Kentucky State Senator Damon Thayer, leader of the State Senate and a Republican, will decide by March 5 whether to introduce a bill to let candidates run simultaneously for President or Vice-President and either house of Congress. March 5 is the deadline for bills to be introduced in the Kentucky legislature.
If Senator Thayer introduces this bill, it will be to help U.S. Senator Rand Paul, whose term is up in the 2016 election and who may run for President that year. Other individuals who ran in the the general election in the same year for President and either House of Congress are Henry Clay in 1824, James Garfield in 1880, William Lemke in 1936, John Schmitz in 1972, and Randall Terry in 2012.
Clay and Lemke were re-elected to the House in the years in which they were running for President, but neither won his presidential race. Clay was re-elected to the House on August 2, 1824, and ran for President that year as well. There were no party nominees for President in 1824; candidates ran as individuals. Clay won all of Kentucky’s electoral votes in a popular vote held in November but he did not win the presidential election nationally.
Lemke was the Union Party presidential nominee and he was simultaneously re-elected to the House from North Dakota as a Republican. For president within North Dakota, he polled 13.4%.

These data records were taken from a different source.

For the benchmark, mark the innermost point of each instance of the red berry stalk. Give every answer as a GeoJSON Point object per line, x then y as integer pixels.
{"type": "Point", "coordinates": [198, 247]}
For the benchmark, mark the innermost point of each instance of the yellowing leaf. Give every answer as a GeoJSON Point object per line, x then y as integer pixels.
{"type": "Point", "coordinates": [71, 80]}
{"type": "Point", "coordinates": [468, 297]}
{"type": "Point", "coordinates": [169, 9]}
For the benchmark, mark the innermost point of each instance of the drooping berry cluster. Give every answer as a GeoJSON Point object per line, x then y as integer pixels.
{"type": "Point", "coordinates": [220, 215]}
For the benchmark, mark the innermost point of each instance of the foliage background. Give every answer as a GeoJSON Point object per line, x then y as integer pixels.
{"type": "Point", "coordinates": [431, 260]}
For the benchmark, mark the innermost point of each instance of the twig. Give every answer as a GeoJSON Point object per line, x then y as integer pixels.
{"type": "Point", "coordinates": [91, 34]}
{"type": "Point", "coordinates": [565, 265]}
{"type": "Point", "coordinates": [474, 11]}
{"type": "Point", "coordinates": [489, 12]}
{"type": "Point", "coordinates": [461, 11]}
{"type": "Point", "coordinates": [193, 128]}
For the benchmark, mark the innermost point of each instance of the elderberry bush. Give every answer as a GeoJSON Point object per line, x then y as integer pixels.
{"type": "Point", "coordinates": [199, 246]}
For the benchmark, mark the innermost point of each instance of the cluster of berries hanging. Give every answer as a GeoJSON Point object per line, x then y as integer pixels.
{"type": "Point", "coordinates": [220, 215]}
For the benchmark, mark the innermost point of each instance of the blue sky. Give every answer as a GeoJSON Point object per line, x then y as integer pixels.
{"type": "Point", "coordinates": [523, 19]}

James Garfield was elected to the U.S. Senate by the Ohio legislature early in 1880, and he was nominated for President at the Republican national convention on June 8, 1880, and he won the presidential election. He had not sought the Republican nomination for President, and had made the nominating speech for presidential candidate John Sherman at that convention. Garfield himself did not receive more than 2 votes for president at the convention until the 34th ballot.
John G. Schmitz was defeated for re-election to the U.S. House in California in June 1972, and then in August 1972 he was nominated by the American Party/American Independent Party for President.
Randall Terry ran in 2012 for Congress in Florida, and for president in Kentucky, Nebraska, and West Virginia.